Malgré le déficit d’information et de formation noté par les études, cela n’a pas empêché de prendre des initiatives au niveau des écoles avec les enseignants et les élèves qui, le plus souvent, montrent beaucoup d’intérêt sur la question de l’éducation environnementale. 58% des élèves interrogés ont manifesté leur fort intérêt pour des cours sur l’environnement, alors que 28% ont manifesté un intérêt modeste. A en croire Cheikh Tidiane Aw, «les enseignants recommandent que l’éducation environnementale soit considérée comme une discipline entière. Car elle est souvent un peu négligée, en ce sens qu’elle n’est pas évaluée lors des compositions et essais». D’ailleurs, sur les 125 enseignants interrogés, 72% consacrent moins de deux cours par semaine sur les questions environnementales. Et les raisons évoquées sont souvent le manque d’outils. Pour lui, ce n’est pas encourageant pour les élèves. «Il faudrait que la discipline soit évaluée à l’examen, au cours des devoirs», suggère-t-il.
Dans le même sillage, «les enseignants demandent que la question de l’éducation environnementale soit prise en compte dans la réforme des curricula pour donner des moyens significatifs pour la prise en charge de cette question environnementale». Ils suggèrent aussi d’être bien formés parce que les véritables changements, disent-ils, commencent à partir de l’école. Ils pensent aussi que l’école est la meilleure porte d’entrée pour amener des changements durables face à la problématique des changements climatiques.

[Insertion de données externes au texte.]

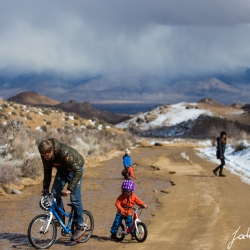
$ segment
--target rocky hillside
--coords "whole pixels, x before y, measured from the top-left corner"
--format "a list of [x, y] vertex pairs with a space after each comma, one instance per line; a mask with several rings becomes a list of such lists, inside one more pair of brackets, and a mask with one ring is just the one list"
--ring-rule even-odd
[[116, 125], [140, 136], [210, 137], [213, 127], [250, 133], [250, 113], [205, 98], [197, 103], [163, 105]]
[[46, 106], [52, 106], [59, 103], [59, 101], [50, 99], [44, 95], [40, 95], [38, 93], [32, 92], [32, 91], [25, 91], [21, 92], [15, 96], [12, 96], [8, 99], [9, 102], [17, 102], [21, 104], [28, 104], [28, 105], [46, 105]]

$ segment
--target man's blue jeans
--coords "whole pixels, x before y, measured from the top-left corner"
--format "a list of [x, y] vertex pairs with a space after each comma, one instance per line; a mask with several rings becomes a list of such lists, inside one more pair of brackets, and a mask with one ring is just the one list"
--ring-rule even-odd
[[[121, 214], [116, 214], [115, 220], [114, 220], [113, 225], [112, 225], [111, 230], [110, 230], [110, 233], [111, 233], [111, 234], [116, 234], [116, 232], [118, 231], [118, 227], [119, 227], [119, 226], [121, 225], [121, 223], [122, 223], [122, 219], [123, 219], [123, 218], [124, 218], [123, 215], [121, 215]], [[125, 221], [126, 221], [127, 227], [128, 227], [128, 228], [131, 227], [131, 226], [132, 226], [132, 223], [133, 223], [133, 221], [132, 221], [132, 215], [127, 216], [126, 219], [125, 219]], [[133, 231], [131, 232], [131, 234], [133, 234], [133, 233], [134, 233], [134, 229], [133, 229]]]
[[[82, 167], [82, 172], [84, 172], [84, 168]], [[69, 183], [73, 178], [73, 172], [60, 171], [57, 170], [55, 180], [52, 186], [52, 193], [56, 196], [57, 194], [61, 194], [66, 183]], [[83, 205], [82, 205], [82, 197], [81, 197], [81, 187], [82, 187], [82, 177], [78, 182], [77, 186], [70, 194], [70, 202], [74, 206], [74, 223], [78, 226], [83, 226]], [[60, 208], [63, 207], [63, 201], [61, 196], [56, 197], [56, 203]]]

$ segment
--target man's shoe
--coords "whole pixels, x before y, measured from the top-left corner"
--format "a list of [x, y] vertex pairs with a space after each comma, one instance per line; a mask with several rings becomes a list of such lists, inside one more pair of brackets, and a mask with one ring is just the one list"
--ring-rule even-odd
[[111, 234], [110, 239], [111, 240], [116, 240], [116, 234]]
[[216, 170], [213, 170], [213, 173], [215, 176], [217, 176], [217, 171]]
[[85, 234], [84, 227], [76, 226], [76, 230], [74, 234], [71, 237], [71, 241], [78, 241], [81, 239], [81, 237]]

Concernant toujours des initiatives qui sont prises, la Société civile présente sur le terrain, indique le rapport, est en train de développer beaucoup d’initiatives. «C’est à l’image du club de changements climatiques de Ziguinchor, qui a mis en place des clubs de changements climatiques et l’Association pour le développement qui se trouve à Kanel, qui mène également des activités de sensibilisation pour une meilleure prise en compte des questions environnementales au niveau des établissements scolaires.
Malgré l’envie et la volonté qui caractérisent cette lutte, les études attestent que l’accompagnement fait défaut, explique le rapport. «Il manque la formation, les moyens pour que l’éducation environnementale, le développement durable puissent figurer en bonne place dans les curricula», explique le chargé de la Cosydep.
Pour sa part, le gouvernement s’emploie à mener des activités de reboisement, de nettoyage, à organiser des sorties pédagogiques, des séances de génie en herbe pour évaluer un peu les connaissances des élèves par rapport à la bonne compréhension des questions et préoccupations liées à l’environnement.